The state's largest immigration advocacy group filed suit yesterday against Anne Arundel County officials for failing to release documents related to a federal raid targeting alleged undocumented workers, though officials said they had just put those documents in the mail yesterday.
CASA de Maryland filed suit against the office of the Anne Arundel county executive and the county Police Department in Montgomery County Circuit Court alleging that the government agencies failed to comply with the Maryland Public Information Act. CASA is asking the court to order the county to disclose the records and make copies available and to pay its attorneys' fees.
The Silver Spring-based organization requested the documents Sept. 17 in its investigation of the June 30 raid of an Annapolis painting company and 15 homes where employees lived. The raid resulted in the detention of 46 people.
The lawsuit alleges "widespread allegations of grave constitutional rights' violations ... including entering homes without warrants ... detentively interrogating individuals without reasonable suspicion of unlawful immigrating status ... engaging in racial profiling ... and needlessly and maliciously destroying property."
John R. Leopold, the Anne Arundel county executive, issued an executive order a year ago that required any contractor working for Anne Arundel County to sign an affidavit stating that it doesn't hire illegal immigrants.
After the federal raid in June, in which 50 Anne Arundel police officers participated, Leopold held a news conference at the site praising the effort.
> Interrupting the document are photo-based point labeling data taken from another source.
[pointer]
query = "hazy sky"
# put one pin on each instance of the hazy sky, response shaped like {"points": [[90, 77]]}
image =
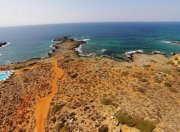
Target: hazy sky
{"points": [[27, 12]]}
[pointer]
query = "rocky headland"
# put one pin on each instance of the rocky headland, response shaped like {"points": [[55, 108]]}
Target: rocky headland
{"points": [[2, 44], [66, 92]]}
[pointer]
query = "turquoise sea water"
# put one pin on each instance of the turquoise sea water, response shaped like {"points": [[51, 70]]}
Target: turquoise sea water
{"points": [[113, 39]]}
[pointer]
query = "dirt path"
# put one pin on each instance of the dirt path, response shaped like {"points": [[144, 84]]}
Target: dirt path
{"points": [[42, 106]]}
County Attorney Jonathan A. Hodgson said yesterday that the documents CASA had requested were mailed yesterday, explaining that because the county had coordinated with a federal agency in carrying out the raid, and the documents requested were related to a criminal investigation, they had to be examined carefully and in some cases parts redacted before being handed over to CASA.
"County Executive Leopold has always been very clear that Freedom of Information requests should always be handled promptly and within the time frame allowed by the statute," Hodgson said. "The lawsuit, though I haven't seen it, sounds frivolous at first blush."
Government agencies generally have 30 days to comply once a request is received, according to the statute. CASA said according to its certified-mail receipts, the requests were received by the Police Department on Sept. 19 and by the county executive's office Sept. 22.
Justin Cox, a civil rights specialist at CASA, said of the 46 people detained - 36 men and 10 women - most are still involved in immigration proceedings and are fighting removal based on "the egregious constitutional violations that have occurred."
"There are a lot of questions about how this was carried out," Cox said. "There were reports about agents breaking down doors. There were three houses that didn't have search warrants. There were 50 Anne Arundel police officers on the scene, and 75 [Immigration and Customs Enforcement] agents, and frankly we don't know who did what."
Cox said that CASA also sent information requests to ICE, the Annapolis and Baltimore police departments, and the Frederick County Sheriff's Office, all of which responded promptly.